In traditional industries, marketing is a billboard about the product. In tech, the product is the marketing channel. Google Search advertises Google products; social media feeds promote their own hardware.
The AI Risk: This creates algorithmic bias. Surrounded by their own data and their own "yes-men" algorithms, these companies lose touch with reality. If AI is trained on this echo-chamber data, it won't reflect the real world—it will reflect the biases of Silicon Valley. A model that doesn't understand the diverse reality of its users is a product that will fail to find product-market fit.
5. The "Zero-Touch" Illusion: Automated Customer Support Risks

You can call a plumber. You can speak to a hotel manager. But try getting a human on the phone at Meta or Google. Because "humans don't scale," tech companies have viewed customer support as a cost to eliminate.

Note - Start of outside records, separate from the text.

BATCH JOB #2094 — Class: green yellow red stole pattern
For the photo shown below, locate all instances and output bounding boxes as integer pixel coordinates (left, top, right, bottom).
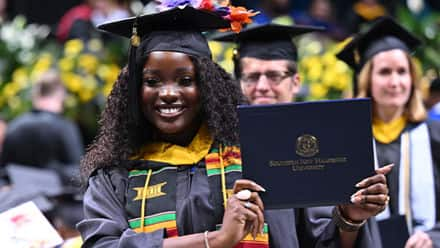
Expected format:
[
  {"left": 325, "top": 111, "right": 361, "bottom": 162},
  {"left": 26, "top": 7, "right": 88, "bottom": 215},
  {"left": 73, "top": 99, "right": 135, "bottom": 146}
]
[{"left": 126, "top": 146, "right": 269, "bottom": 248}]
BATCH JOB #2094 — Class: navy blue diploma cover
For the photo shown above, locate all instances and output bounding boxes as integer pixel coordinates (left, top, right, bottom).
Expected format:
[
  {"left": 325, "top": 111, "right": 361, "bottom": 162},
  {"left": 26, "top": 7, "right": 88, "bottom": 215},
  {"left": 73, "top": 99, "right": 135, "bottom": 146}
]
[
  {"left": 377, "top": 215, "right": 409, "bottom": 248},
  {"left": 238, "top": 99, "right": 374, "bottom": 209}
]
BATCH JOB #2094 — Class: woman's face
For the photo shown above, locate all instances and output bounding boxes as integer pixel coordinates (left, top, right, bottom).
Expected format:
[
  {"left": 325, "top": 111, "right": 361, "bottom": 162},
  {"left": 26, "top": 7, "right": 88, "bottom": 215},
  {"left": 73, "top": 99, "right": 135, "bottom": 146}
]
[
  {"left": 371, "top": 49, "right": 412, "bottom": 108},
  {"left": 141, "top": 51, "right": 201, "bottom": 140}
]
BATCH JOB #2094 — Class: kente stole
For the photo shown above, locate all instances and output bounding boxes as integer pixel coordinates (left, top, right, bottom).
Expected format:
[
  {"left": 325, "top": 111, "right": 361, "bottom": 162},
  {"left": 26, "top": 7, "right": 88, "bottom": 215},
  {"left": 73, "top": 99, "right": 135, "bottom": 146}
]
[{"left": 126, "top": 127, "right": 269, "bottom": 245}]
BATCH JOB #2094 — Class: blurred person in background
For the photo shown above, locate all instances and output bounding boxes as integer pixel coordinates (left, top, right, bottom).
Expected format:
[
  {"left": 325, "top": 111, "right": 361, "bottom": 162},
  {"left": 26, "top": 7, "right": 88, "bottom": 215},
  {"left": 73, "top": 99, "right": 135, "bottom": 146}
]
[
  {"left": 213, "top": 24, "right": 323, "bottom": 104},
  {"left": 0, "top": 70, "right": 84, "bottom": 180},
  {"left": 0, "top": 0, "right": 10, "bottom": 24},
  {"left": 7, "top": 0, "right": 82, "bottom": 27},
  {"left": 341, "top": 0, "right": 387, "bottom": 33},
  {"left": 426, "top": 77, "right": 440, "bottom": 121},
  {"left": 293, "top": 0, "right": 347, "bottom": 40},
  {"left": 337, "top": 17, "right": 440, "bottom": 247},
  {"left": 0, "top": 70, "right": 84, "bottom": 244}
]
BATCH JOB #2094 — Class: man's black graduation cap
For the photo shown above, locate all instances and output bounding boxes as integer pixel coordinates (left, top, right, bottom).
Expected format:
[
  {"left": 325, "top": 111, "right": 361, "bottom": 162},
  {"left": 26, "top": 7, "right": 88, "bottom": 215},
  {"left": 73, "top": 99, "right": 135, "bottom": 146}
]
[
  {"left": 212, "top": 23, "right": 324, "bottom": 60},
  {"left": 336, "top": 17, "right": 421, "bottom": 71},
  {"left": 98, "top": 5, "right": 230, "bottom": 123},
  {"left": 0, "top": 164, "right": 63, "bottom": 212}
]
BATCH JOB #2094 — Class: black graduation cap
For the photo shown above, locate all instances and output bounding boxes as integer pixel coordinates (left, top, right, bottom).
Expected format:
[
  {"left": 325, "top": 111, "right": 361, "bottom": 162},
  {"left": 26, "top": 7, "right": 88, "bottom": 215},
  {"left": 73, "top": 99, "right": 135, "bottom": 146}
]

The AI Risk: This has created a deep trust deficit. Users are conditioned to believe that if something goes wrong, they are on their own. Now, these same companies are asking us to trust AI agents to manage our calendars, our emails, and our money. Trust is the currency of the AI era. If a company cannot offer human accountability when things go wrong, users will simply refuse to hand over the keys to their lives.
6. The Dopamine Economy: Addicted to "Next"
Humans are wired to seek novelty. Tech companies have weaponized this, creating a dopamine economy of constant notifications and upgrades. We are sold the idea that the next app will finally make us productive.
The AI Risk: We are nearing "peak tech." Users are realizing that more tools often mean less focus. If AI is just marketed as another "productivity hack" rather than a fundamental utility, it will be churned just like any other app. The "next big thing" fatigue is real, and AI risks being dismissed as just another hype cycle if it doesn't deliver tangible, human value immediately.
7. The Fatal Flaw: Why "Anti-Human" Companies Can't Build Trusted AI

This brings us to the ultimate hurdle. The industry is betting its future on AI that acts as a "companion" or "assistant."
But here is the paradox: To make AI work, it needs to embody the very traits that Big Tech has spent twenty years eliminating to protect their profit margins.
- Truth vs. Engagement: AI must be accurate but tech business models are built to optimize for engagement, not truth.
- Empathy vs. Efficiency: AI requires a nuance of understanding. Tech culture is built on binary efficiency, blindly executing without questioning or imagining.
The Correction: The companies that survive the AI transition won't necessarily be the ones with the most GPUs. They will be the ones that relearn how to be "human-centric." They will be the ones that invest in safety, transparency, and accountability, even if it hurts their margins in the short term.
Conclusion
The "perfect" software business model is finally meeting a variable it can't control: the consequences of its own blind ambition. The very things (or lack thereof...) that make tech companies ridiculously profitable, are exactly what’s breaking AI: a lack of relationship, trust, and integrity.
Big Tech has spent years building their own private profit-centered worlds that need fewer and fewer humans. Now that they need to build technology that understands humans, they are finding that their foundation is entirely the wrong shape. The "Mag 7" aren't too big to fail, they are just too big to pivot quickly. The winners of the next decade will be the companies that realize AI isn't about replacing humans; it's about partnering with them with the relationships, integrity, and support that makes great user experiences, but that tech companies never had.